Talia Giardini's avatar

Thank you Zimmerman!

So the Bureau of Civic Life doesn’t want civic engagement. The irony. It sounds like this was an extension of the Charter Commission’s “new form of government.” They just needed to make a few more tweaks to suppress the voters just a little bit more.

JM Johnson's avatar

It should be obvious to all that the charter reform was too ambitious for the city. Adding so many new seats to the council, restructuring bureaus, adding a city administrator, changing the role of the mayor then adding ranked choice voting was more than Portland could manage. And the timeline was too short. The previous council made a mistake in approving this aggressive agenda when the ongoing homeless issue, crumbling infrastructure, and funding problems called for phasing in reform.

And, by placing a long term bureaucrat in charge of the transition who was nearing retirement meant that no significant decisions would be implemented until after the charter was in effect.

Portland with its band of well meaning but shiny object-obsessed citizenry is now spending more on politicians, is running less effectively, and can’t find funding solutions without adding taxes to buy its way out of the mess.

Richard Cheverton's avatar

I can only write from the perspective of my local neighborhood association...but there's way too much worry-worry going on (as well as dense, bureaucratic procedural slop) on this topic.

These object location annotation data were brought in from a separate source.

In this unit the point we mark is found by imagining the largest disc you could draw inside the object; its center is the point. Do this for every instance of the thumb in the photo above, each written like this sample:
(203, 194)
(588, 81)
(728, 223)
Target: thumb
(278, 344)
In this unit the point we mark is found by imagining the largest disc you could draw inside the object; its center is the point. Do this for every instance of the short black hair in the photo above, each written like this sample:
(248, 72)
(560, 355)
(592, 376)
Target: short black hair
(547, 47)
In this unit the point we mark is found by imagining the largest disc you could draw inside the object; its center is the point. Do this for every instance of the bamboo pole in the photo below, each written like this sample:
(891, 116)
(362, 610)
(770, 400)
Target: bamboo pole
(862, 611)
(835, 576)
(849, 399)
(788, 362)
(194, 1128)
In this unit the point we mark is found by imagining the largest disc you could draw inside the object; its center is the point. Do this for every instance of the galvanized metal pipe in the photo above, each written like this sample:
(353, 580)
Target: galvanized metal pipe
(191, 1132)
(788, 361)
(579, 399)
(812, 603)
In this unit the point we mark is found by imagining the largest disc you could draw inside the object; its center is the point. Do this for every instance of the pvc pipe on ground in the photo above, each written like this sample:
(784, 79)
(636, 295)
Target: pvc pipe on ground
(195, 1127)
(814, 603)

My own NA is made up of Very Nice People who have zero clout with anyone who holds a smidgen of power, and who will ruthlessly rule anyone out of order who dares to ask potentially embarrassing questions. I speak here from experience.

Portland loves its "listening" sessions, and its commissions loaded with pre-selected reliables, and its "conversations" with "facilitators" guarding against the slightest whiff of protest--or even aggressive questions. It's play-acting and it stinks.